Fisking Rahm Emanuel

There’s an old saying in politics that if you’re about to be run out of town, it’s best to get out in front and pretend that you’re leading a parade. That’s what looks like Rahm Emanuel is attempting to do with this NY Times op-ed. Earmark ‘reform’ is the subject of Rep. Emanuel’s op-ed. In it, he claims that Democrats have reformed earmarks, which is a joke considering that they’re the party of Robert Byrd, John Murtha and Jim Oberstar.

Putting all earmarks in the same boat, as critics often do, distorts the debate and does a disservice to the public. Not all earmarks are equal. For six years, some members of Congress provided secret earmarks for lobbyists in exchange for campaign contributions, foreign trips and, in some cases, outright bribes. The core of the problem was that the earmarks were hidden from the press and the public. There was no opportunity to review either their sponsorship or their merit before their passage.

The new Democratic Congress now requires that each earmark be fully described and its sponsor identified.
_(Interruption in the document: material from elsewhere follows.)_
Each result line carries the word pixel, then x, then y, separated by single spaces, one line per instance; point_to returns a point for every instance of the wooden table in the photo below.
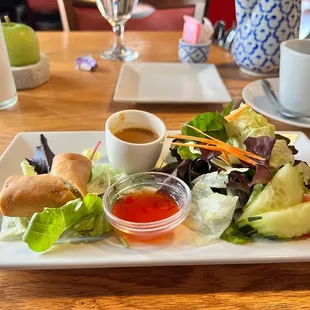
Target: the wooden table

Members of Congress who sponsor earmarks must certify that they have no personal financial interest in them. Any private entity that might benefit must be clearly reported. Each of these reforms is now mandatory, in stark contrast to previous practices.

It takes real chutzpah to say that the “new Democratic Congress now requires that each earmark be fully described and its sponsor identified” after David Obey voted for earmark reform, then refused to obey the rule he’d voted for:

Democrats are sidestepping rules approved their first day in power in January to clearly identify “earmarks’’, lawmakers’ requests for specific projects and contracts for their states, in documents that accompany spending bills.
Rather than including specific pet projects, grants and contracts in legislation as it is being written, Democrats are following an order by the House Appropriations Committee chairman to keep the bills free of such earmarks until it is too late for critics to effectively challenge them.
Rep. David Obey, D-Wis., says those requests for dams, community grants and research contracts for favored universities or hospitals will be added to spending measures in the fall. That is when House and Senate negotiators assemble final bills to send to President Bush.
Such requests total billions of dollars.

I don’t know how Rahm Emanuel can say that Democrats have cleaned up the earmark process after David Obey is caught ignoring the supposed reform measure that they’d passed. As the article says, billions of dollars of requests will be added to the bills in conference. I’d like Rep. Emanuel to explain how anything has changed. Simply put, this Democratic congress is a ‘business as usual’ bunch.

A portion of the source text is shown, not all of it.